One of the coolest things that happened when I started writing blog posts eight years ago, is people reach out to you and ask you questions.  Random people you don’t know off the internet asking me for my ‘expert’ advice.  It’s scary, comical and flattering all at the same time!

This week a question came in about how would I go about making a mid-career change from one profession to another.  In this case, the person was wanting to move out of a teaching profession and into an information technology profession.  This individual is about ten years into their teaching career. Went back to school, while working, and got another bachelor’s degree in IT.

How do I get a position in IT? That was the actual question, but as you can imagine, that question is fraught with complexity!

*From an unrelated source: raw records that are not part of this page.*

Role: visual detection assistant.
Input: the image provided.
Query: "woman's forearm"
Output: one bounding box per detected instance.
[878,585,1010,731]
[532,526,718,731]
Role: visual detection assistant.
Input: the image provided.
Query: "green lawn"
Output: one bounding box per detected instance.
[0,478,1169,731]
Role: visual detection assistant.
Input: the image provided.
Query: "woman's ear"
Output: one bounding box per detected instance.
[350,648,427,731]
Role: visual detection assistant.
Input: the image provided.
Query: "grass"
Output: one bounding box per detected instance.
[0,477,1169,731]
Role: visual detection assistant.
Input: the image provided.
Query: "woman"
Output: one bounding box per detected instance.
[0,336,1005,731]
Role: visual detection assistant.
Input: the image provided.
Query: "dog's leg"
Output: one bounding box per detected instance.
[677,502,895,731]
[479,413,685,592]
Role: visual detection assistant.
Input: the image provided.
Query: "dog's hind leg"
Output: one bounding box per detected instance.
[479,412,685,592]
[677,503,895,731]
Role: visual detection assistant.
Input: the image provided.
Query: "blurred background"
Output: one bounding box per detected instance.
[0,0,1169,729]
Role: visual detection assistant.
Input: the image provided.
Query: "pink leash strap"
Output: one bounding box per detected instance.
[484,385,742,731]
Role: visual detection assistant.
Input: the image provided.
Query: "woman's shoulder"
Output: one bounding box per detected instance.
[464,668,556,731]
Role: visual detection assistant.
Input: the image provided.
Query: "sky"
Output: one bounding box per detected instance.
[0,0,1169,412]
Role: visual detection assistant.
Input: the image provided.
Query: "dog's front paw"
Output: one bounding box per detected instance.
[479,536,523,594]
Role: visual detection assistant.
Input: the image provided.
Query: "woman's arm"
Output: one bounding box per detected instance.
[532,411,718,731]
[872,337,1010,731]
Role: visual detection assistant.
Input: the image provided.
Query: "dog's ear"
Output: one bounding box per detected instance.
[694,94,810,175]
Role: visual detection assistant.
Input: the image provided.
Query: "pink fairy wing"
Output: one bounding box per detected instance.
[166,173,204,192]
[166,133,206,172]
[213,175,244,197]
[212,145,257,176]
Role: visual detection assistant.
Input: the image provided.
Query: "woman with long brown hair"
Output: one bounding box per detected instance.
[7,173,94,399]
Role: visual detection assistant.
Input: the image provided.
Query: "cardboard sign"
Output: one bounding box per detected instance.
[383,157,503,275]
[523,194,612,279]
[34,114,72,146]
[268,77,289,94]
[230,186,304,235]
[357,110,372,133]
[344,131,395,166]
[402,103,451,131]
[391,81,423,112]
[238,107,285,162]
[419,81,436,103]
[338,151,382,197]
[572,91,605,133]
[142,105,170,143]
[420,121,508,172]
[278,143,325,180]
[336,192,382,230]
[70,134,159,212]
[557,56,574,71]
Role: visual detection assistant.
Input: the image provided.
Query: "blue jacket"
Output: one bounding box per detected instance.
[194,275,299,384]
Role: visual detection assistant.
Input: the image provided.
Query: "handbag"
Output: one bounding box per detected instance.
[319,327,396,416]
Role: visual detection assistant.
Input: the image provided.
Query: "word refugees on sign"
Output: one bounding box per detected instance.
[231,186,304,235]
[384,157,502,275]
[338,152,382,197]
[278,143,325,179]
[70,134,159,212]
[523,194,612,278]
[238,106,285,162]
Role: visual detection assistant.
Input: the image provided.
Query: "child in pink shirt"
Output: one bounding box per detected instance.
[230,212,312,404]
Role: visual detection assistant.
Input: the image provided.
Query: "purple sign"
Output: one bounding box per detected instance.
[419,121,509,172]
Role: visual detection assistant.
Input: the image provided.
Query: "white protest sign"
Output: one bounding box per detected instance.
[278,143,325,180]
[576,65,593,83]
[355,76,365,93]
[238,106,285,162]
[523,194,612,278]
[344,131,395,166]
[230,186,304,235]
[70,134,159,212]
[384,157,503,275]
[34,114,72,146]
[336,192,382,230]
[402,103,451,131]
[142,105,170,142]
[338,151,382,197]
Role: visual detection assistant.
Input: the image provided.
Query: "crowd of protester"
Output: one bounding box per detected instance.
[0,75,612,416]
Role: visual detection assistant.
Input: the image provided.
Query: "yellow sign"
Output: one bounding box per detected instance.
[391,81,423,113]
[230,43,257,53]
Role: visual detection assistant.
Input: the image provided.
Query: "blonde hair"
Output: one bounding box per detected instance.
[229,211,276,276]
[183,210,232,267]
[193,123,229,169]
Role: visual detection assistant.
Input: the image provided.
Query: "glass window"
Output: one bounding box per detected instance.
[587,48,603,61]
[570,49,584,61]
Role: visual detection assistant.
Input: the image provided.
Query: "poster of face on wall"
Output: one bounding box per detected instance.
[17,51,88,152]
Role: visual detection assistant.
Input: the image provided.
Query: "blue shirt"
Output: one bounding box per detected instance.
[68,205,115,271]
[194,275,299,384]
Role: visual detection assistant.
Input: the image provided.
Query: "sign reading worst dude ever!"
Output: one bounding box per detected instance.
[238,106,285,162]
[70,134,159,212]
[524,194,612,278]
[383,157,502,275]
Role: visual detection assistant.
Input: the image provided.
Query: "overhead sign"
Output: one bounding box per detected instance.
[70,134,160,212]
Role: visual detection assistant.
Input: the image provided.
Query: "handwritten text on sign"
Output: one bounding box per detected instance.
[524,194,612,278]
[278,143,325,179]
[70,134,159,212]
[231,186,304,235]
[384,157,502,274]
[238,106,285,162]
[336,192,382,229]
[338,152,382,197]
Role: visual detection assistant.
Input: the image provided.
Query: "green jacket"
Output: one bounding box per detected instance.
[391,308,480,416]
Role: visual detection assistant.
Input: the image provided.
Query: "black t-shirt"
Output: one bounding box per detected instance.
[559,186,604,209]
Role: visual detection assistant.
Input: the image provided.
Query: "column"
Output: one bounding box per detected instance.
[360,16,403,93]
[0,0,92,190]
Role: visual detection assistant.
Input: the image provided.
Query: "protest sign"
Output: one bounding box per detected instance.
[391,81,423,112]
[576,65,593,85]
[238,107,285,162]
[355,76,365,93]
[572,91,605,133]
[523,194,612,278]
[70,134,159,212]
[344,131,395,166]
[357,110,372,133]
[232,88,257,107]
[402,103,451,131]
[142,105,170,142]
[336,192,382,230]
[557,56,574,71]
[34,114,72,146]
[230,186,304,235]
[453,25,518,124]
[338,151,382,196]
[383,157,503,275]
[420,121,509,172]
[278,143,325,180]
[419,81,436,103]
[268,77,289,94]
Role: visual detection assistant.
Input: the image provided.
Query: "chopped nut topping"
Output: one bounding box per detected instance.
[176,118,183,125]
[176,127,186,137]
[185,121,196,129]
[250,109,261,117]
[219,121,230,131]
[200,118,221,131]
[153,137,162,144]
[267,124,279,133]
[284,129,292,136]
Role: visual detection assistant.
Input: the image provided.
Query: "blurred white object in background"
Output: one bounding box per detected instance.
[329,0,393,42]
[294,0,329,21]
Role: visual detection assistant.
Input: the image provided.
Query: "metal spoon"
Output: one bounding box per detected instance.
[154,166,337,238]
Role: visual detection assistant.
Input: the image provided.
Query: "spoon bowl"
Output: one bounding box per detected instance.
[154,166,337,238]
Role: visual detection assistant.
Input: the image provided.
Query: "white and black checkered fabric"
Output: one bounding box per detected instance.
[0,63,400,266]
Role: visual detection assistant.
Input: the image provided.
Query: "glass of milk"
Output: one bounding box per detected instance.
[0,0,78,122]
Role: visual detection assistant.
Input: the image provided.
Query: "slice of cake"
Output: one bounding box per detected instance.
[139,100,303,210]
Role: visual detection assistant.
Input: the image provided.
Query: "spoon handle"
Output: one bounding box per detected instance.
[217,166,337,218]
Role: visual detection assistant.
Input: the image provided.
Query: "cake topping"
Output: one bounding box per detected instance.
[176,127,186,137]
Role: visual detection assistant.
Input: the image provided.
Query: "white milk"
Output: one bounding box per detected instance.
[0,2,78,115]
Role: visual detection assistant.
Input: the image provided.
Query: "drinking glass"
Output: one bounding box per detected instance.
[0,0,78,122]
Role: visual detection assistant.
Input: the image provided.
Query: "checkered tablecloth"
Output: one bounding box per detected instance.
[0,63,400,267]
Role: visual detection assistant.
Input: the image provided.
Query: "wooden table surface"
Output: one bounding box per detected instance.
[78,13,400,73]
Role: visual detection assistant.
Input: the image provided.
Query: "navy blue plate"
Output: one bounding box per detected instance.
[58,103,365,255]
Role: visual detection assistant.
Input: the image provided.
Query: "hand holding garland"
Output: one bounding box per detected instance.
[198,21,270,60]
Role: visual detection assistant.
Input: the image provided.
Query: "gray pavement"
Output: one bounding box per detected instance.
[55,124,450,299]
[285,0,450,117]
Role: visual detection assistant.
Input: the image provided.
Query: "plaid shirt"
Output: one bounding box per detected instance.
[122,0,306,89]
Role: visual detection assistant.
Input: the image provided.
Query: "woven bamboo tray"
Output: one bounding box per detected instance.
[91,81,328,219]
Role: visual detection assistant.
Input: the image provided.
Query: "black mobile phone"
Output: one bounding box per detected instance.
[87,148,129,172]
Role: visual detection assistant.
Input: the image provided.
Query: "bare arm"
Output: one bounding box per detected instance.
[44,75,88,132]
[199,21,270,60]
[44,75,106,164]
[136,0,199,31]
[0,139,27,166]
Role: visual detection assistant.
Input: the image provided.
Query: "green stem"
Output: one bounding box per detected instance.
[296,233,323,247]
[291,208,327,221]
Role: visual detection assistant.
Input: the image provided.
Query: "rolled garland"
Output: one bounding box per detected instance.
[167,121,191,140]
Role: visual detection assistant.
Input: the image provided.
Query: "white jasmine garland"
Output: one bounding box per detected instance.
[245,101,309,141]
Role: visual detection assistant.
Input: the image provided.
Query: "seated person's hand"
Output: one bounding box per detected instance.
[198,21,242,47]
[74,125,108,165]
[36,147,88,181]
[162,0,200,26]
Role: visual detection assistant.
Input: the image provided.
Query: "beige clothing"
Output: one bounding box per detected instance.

Here is the biggest problem most people face when making a mid-career job change, they can’t stop working at their current job to get experience working in their new field.

So many people fall into this trap!  You want to change careers, but you’re working and making a decent living, paying the bills, living life.  You go back to school in the evening, taking on more debt to get the education. Still busting your butt during the week in the job you no longer love, waiting to start your new career.

That’s when you first begin hearing things like, “well, you’ll need some experience to work here”, or “we don’t have entry level positions for someone at ‘your level'”.  “At my level?” What does that mean?  It means, organizations aren’t comfortable hiring a 32 year old for a position they usually hire 21 year olds in. Plus, you aren’t comfortable making an entry level wage at this point in your life.

This is why people stay in miserable jobs.  Once you get far enough down a career path, you are really left with few choices.

So, what was my advice?

– Find a ‘free’ internship. Work your regular full time job, then find some hours in your week to work for free in your new field. You have to get some kind of experience in your new field, especially if you’re a mid-career professional.

– Start adjusting your lifestyle to be an entry level professional.  Remember when you were first starting out in that apartment and crappy car? Not going out and drinking cheap beer?  Welcome back. More than likely you will have to make this adjustment. It’s worth it, if you’ll be happy. Embrace it. Less is more.

– Use your current professional connections to begin connecting with hiring managers in the career you want, not the career you have.  You have to start networking like you’re an entry level graduating from college, looking for you first job. But, you have the network that can help you, that no new college grad has!

– Lastly, give your current employer, if possible, a shot at moving you into the position you want.  Many times employers will work with you to gradually move you into the role you want, by giving you some experiences working in the position you want, and gradually transition you out of your current position and into the new one.